Ваня почувствовал скверное желание отомстить за неприятности, но развитию гнева помешал выход Ильиничны, сунувшей ему в руку записку, залепленную сургучом.
— Снеси к Монсову, к Вилиму Иванычу, и попроси ответ, да поскорее! А придёшь — никому, опричь меня, ответа не отдавай… Знаешь, где найти его?
— Здесь близко, кажется?
— Не знаю, как тебе сказать. Готов ли дом, что наискосок дворца, через дорогу… А не то — и на Городской остров скатай, только скорейча же. Выходила от Самой Анисья Кирилловна и сказала, чтоб наспех ответ принести.
— Бегом слетаю… Да, кстати: куда убрали мою епанчу из передней, с гвоздя? Индентант спать мне не дал — пристал, куда я девал епанчу… «Прогулял», — говорит, — и все тут.
Ильинична спросила у посыльной своей. Епанча, конечно, оказалась прибранной, и место указано, где вешать её. Пошёл молодец и нарочно завернул в подклеть к интенданту — показаться в епанче.
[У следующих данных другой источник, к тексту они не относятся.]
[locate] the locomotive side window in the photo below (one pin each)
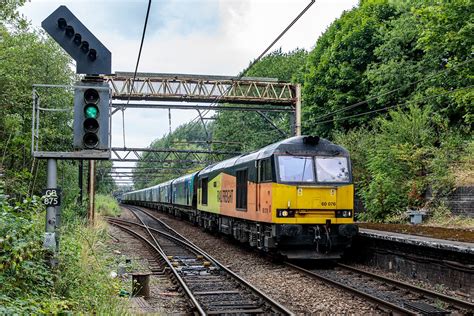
(332, 169)
(296, 169)
(265, 170)
(204, 183)
(241, 189)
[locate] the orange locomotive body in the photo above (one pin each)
(294, 197)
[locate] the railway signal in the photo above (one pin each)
(91, 116)
(91, 56)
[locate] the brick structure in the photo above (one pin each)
(461, 201)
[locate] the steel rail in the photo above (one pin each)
(429, 293)
(275, 305)
(364, 295)
(185, 242)
(160, 252)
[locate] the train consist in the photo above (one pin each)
(294, 198)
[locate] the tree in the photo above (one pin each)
(246, 131)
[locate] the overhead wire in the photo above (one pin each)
(256, 60)
(136, 69)
(392, 91)
(394, 106)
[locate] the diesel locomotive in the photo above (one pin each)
(294, 198)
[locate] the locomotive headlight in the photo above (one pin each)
(285, 213)
(344, 213)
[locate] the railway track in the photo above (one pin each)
(210, 287)
(390, 295)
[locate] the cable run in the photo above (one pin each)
(393, 106)
(394, 90)
(258, 58)
(136, 69)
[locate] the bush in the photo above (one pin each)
(106, 205)
(403, 156)
(80, 283)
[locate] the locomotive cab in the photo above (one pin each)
(312, 199)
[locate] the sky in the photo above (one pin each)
(211, 37)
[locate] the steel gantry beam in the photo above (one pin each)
(168, 155)
(201, 88)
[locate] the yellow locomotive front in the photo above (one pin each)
(312, 199)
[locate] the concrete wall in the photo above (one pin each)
(461, 201)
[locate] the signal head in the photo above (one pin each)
(62, 23)
(91, 111)
(91, 96)
(77, 39)
(90, 140)
(69, 31)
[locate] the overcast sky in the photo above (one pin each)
(215, 37)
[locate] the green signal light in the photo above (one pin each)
(91, 111)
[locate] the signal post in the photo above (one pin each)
(92, 117)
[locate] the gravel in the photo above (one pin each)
(298, 292)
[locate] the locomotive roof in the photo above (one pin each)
(295, 145)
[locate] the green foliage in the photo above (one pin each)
(335, 74)
(106, 205)
(80, 283)
(401, 158)
(184, 137)
(83, 273)
(388, 53)
(23, 272)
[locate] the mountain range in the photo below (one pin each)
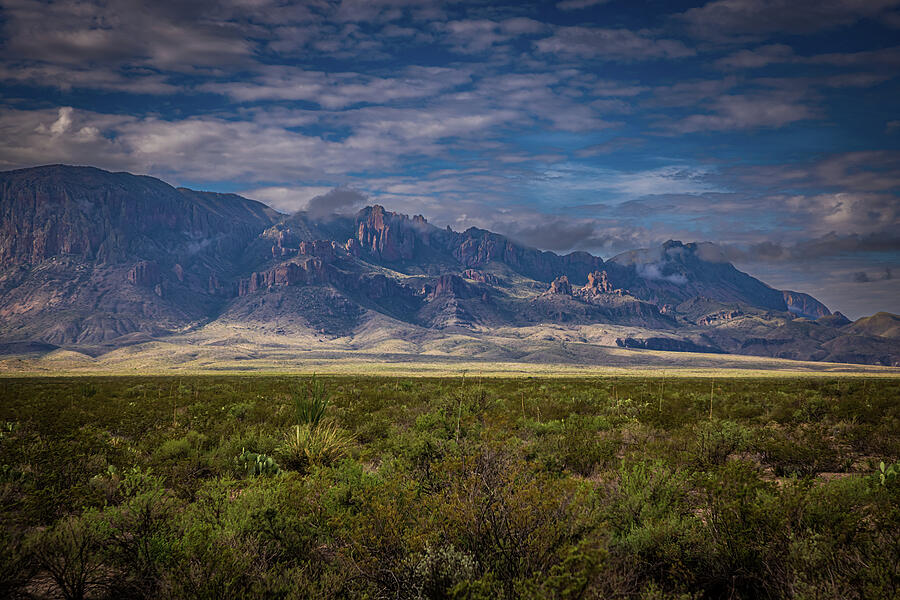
(94, 261)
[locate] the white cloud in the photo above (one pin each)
(611, 44)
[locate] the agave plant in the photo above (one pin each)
(322, 444)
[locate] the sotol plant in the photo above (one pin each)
(313, 440)
(310, 406)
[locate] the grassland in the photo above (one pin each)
(451, 357)
(286, 486)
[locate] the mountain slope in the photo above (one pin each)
(93, 260)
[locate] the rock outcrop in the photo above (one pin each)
(388, 235)
(560, 286)
(804, 305)
(81, 248)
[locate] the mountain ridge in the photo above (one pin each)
(95, 260)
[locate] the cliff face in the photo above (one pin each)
(98, 259)
(90, 255)
(804, 305)
(388, 235)
(109, 217)
(476, 248)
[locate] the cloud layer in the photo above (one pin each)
(766, 126)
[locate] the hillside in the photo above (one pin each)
(93, 261)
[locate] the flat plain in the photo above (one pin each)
(649, 485)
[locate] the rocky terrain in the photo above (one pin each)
(93, 261)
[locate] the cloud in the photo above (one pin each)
(757, 58)
(864, 277)
(567, 5)
(746, 111)
(654, 271)
(286, 199)
(731, 21)
(163, 34)
(611, 45)
(339, 90)
(336, 201)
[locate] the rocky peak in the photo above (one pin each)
(451, 285)
(386, 234)
(804, 305)
(481, 276)
(598, 281)
(144, 274)
(560, 286)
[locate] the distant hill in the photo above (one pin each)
(92, 261)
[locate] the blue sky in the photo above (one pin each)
(770, 127)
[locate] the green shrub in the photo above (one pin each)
(802, 451)
(716, 440)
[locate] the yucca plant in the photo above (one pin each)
(307, 445)
(310, 406)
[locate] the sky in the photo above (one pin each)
(770, 127)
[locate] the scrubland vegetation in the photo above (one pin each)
(366, 487)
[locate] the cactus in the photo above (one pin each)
(258, 464)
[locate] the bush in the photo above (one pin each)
(716, 440)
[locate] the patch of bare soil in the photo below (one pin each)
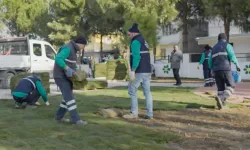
(204, 129)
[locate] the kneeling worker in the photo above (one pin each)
(28, 91)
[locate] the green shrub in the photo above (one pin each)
(100, 70)
(90, 85)
(117, 70)
(44, 76)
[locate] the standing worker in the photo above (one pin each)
(64, 68)
(209, 80)
(28, 91)
(175, 60)
(140, 73)
(220, 63)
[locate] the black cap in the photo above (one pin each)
(134, 28)
(81, 40)
(207, 47)
(222, 36)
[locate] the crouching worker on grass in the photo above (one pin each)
(28, 91)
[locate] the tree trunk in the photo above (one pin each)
(185, 30)
(227, 27)
(154, 52)
(101, 48)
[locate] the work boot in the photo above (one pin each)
(31, 106)
(20, 105)
(212, 84)
(81, 122)
(130, 116)
(207, 85)
(63, 120)
(218, 99)
(148, 117)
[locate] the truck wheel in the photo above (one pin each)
(6, 81)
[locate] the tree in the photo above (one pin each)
(189, 10)
(243, 18)
(103, 18)
(227, 10)
(67, 19)
(151, 15)
(22, 16)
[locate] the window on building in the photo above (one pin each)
(37, 48)
(169, 29)
(195, 57)
(49, 52)
(14, 48)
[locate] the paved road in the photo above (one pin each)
(5, 93)
(241, 89)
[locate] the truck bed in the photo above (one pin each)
(14, 62)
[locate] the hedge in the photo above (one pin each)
(112, 70)
(90, 85)
(117, 70)
(100, 70)
(44, 79)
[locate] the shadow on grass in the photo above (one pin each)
(160, 89)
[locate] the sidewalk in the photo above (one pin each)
(5, 93)
(241, 90)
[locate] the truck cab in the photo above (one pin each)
(21, 54)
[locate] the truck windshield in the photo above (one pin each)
(14, 48)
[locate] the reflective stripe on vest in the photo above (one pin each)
(70, 61)
(30, 82)
(142, 52)
(219, 54)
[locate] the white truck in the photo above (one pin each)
(24, 55)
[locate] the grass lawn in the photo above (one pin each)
(35, 129)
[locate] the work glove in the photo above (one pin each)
(238, 69)
(132, 75)
(69, 72)
(212, 73)
(47, 103)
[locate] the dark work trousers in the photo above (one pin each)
(225, 83)
(176, 75)
(68, 103)
(30, 99)
(208, 76)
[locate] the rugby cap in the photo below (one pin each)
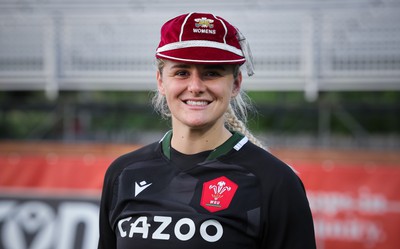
(202, 38)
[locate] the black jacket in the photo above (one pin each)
(240, 197)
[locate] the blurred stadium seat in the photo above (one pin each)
(98, 45)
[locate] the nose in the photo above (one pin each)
(196, 84)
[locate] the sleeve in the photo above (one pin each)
(107, 239)
(288, 220)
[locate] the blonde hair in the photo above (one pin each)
(235, 116)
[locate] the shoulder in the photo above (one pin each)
(145, 153)
(270, 170)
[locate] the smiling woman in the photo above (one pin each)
(208, 183)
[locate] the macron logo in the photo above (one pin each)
(139, 187)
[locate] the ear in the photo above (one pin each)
(160, 84)
(237, 84)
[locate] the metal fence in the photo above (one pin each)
(91, 45)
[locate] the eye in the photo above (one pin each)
(181, 73)
(212, 74)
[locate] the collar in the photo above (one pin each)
(236, 141)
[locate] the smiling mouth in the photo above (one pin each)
(197, 103)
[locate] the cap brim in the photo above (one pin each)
(201, 55)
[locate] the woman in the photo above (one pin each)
(204, 185)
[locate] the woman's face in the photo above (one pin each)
(197, 95)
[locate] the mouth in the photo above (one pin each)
(197, 102)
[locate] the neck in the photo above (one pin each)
(192, 141)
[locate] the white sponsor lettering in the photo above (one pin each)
(158, 233)
(205, 31)
(189, 234)
(37, 225)
(143, 229)
(141, 226)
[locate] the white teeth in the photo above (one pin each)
(197, 103)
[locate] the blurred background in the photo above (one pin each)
(77, 77)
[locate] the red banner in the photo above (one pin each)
(354, 206)
(355, 203)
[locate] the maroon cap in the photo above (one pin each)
(200, 38)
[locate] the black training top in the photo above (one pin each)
(236, 196)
— Ну, ин ладно… Ужо я напою старому черту, шуту проклятому… Нельзя не искать, коли наврал, что пропала у тебя… Ты на меня не серчай, и сам, коли в чём в ответе, искать примешься… коли говорят, утерялася. Юрок ты, сам царь говорит, ужо буду знать, что исправен… Ступай же, брат! И мне, и тебе некогда пустословить.
Вот и все оправдание за кутерьму. Пришёл к Монсу.
— Цидулу велено передать и ответ получить, — объясняет Ваня худощавому юркому молодцу, в передней палате что-то писавшему.